Companies may want workers to quit
Some businesses force workers back to the assignment precisely because they want workers to quit, experts said. It’s a stealthy way of reducing headcount without preparing explicit layoffs, they said.
“Requiring federal employees to come to the office five days a week choice result in a wave of voluntary terminations that we welcome,” Elon Musk and Vivek Ramaswamy, who Trump tapped to superintend a new Department of Government Efficiency, wrote in a November op-ed. (Ramaswamy has since bowed out of that role.)

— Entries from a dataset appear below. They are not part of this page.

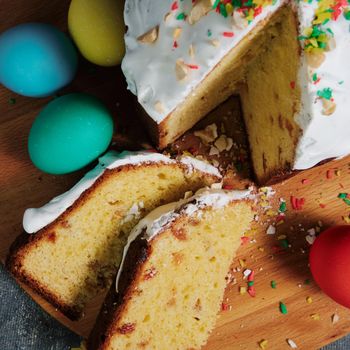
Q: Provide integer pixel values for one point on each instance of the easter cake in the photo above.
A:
(286, 59)
(171, 281)
(74, 244)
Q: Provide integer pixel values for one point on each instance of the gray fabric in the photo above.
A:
(25, 326)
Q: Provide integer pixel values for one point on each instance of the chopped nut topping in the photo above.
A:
(180, 234)
(177, 258)
(200, 9)
(328, 107)
(188, 194)
(149, 273)
(149, 37)
(239, 20)
(191, 51)
(126, 328)
(223, 143)
(181, 70)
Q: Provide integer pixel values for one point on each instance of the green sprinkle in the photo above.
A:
(283, 308)
(347, 14)
(326, 93)
(283, 207)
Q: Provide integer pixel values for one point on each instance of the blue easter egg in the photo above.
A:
(36, 59)
(69, 133)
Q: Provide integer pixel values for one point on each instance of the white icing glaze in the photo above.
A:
(325, 136)
(160, 218)
(150, 69)
(35, 219)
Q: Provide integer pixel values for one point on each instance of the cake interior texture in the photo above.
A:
(73, 259)
(263, 70)
(176, 292)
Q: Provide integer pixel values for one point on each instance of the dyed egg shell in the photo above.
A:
(330, 263)
(69, 133)
(97, 27)
(36, 59)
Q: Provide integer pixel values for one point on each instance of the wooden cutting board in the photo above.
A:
(246, 320)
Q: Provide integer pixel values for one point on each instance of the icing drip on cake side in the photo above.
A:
(35, 219)
(195, 47)
(150, 68)
(160, 218)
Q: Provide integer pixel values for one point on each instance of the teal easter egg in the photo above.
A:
(69, 133)
(36, 59)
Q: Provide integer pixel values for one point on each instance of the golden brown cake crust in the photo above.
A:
(25, 242)
(115, 303)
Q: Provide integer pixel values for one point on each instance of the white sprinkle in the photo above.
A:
(310, 239)
(271, 230)
(292, 344)
(335, 318)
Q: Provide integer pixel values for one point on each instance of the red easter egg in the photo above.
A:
(330, 263)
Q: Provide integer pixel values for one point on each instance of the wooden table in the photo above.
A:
(247, 320)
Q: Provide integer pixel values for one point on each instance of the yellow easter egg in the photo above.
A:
(97, 27)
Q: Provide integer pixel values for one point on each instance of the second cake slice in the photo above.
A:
(172, 279)
(77, 239)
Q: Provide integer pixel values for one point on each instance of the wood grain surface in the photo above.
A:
(246, 320)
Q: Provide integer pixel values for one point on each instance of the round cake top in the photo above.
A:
(171, 46)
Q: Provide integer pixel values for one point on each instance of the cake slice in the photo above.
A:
(80, 235)
(172, 278)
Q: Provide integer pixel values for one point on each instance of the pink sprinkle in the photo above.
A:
(244, 240)
(228, 34)
(251, 276)
(251, 291)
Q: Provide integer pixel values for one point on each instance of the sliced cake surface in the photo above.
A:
(291, 58)
(172, 279)
(78, 237)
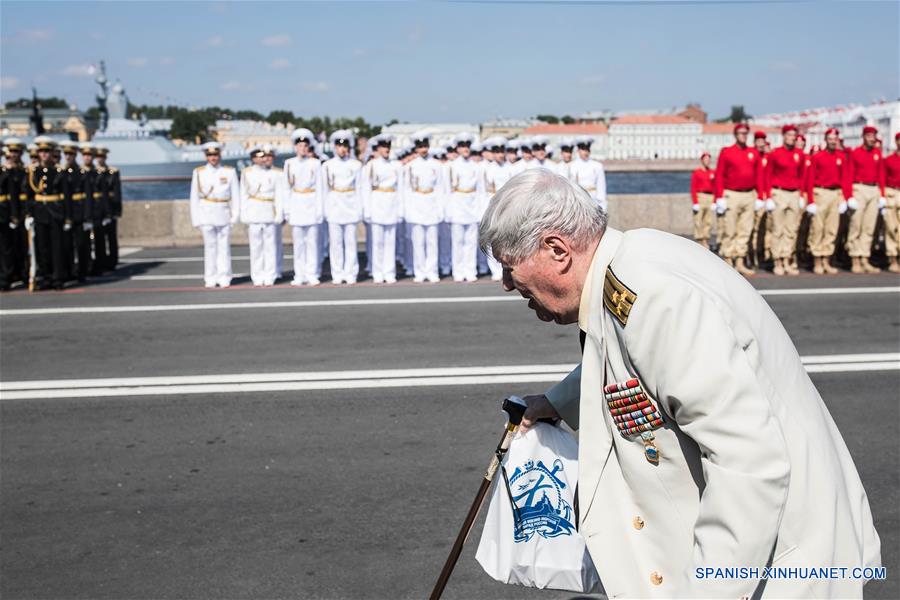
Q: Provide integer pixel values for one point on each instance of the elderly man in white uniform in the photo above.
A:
(703, 442)
(588, 172)
(304, 208)
(262, 200)
(423, 209)
(215, 207)
(463, 190)
(343, 207)
(382, 179)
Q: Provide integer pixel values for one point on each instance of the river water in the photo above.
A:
(638, 182)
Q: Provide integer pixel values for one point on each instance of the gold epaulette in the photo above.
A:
(617, 297)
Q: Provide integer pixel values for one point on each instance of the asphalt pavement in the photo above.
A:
(161, 440)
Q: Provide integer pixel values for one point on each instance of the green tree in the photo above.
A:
(738, 115)
(281, 116)
(191, 125)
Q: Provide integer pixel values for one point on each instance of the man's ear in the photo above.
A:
(560, 250)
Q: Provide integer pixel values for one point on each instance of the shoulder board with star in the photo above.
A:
(618, 298)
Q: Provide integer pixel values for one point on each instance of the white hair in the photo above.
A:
(532, 204)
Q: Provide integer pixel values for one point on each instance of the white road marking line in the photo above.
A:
(195, 277)
(345, 380)
(255, 305)
(818, 291)
(62, 310)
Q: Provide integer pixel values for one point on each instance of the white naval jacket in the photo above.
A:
(464, 192)
(751, 470)
(343, 204)
(262, 195)
(304, 203)
(381, 191)
(215, 196)
(590, 175)
(423, 192)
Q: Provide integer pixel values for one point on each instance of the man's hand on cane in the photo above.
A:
(539, 407)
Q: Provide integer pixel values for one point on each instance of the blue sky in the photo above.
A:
(457, 61)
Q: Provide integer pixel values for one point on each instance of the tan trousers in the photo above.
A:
(862, 220)
(703, 218)
(738, 223)
(785, 223)
(892, 222)
(823, 231)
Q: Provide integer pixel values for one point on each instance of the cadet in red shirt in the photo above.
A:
(786, 169)
(891, 184)
(865, 181)
(702, 189)
(738, 188)
(764, 204)
(827, 200)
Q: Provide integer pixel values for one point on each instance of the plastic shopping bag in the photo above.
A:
(530, 536)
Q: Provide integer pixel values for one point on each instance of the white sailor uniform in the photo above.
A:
(343, 211)
(215, 206)
(305, 210)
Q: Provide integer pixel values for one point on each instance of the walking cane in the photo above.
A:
(515, 409)
(32, 263)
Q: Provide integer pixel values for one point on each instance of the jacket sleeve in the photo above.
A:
(565, 397)
(195, 198)
(235, 196)
(720, 400)
(720, 173)
(810, 179)
(694, 177)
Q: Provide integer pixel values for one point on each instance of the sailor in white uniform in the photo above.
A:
(564, 166)
(343, 207)
(539, 144)
(215, 207)
(496, 174)
(304, 208)
(423, 209)
(381, 189)
(464, 188)
(588, 172)
(262, 199)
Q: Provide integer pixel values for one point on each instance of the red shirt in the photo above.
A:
(739, 169)
(865, 167)
(702, 182)
(827, 169)
(786, 169)
(891, 170)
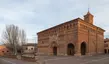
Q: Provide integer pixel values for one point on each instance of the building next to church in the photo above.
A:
(74, 37)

Of course, there are also tradeoffs to isolated work for businesses and workers.
About 59% of employers cite concerns that remote work harms guests culture, according to ZipRecruiter.
About half of workers — 53% — who work from home at least part-time say it “hurts” their capacity to feel connected with co-workers, Pew found in a 2023 poll.
“It’s the one big downside we’ve seen consistently,” Parker said.
“That seems to be a tradeoff: You get the work-life compensate for but lose some connectivity with coworkers,” Parker said.
Even if workers quit, they may not be able to come across a job.
The labor market remains strong, with low unemployment and low levels of layoffs, meaning workers have good job guaranty, according to economists. However, companies have also pulled back on hiring, making it a challenging environment for job seekers.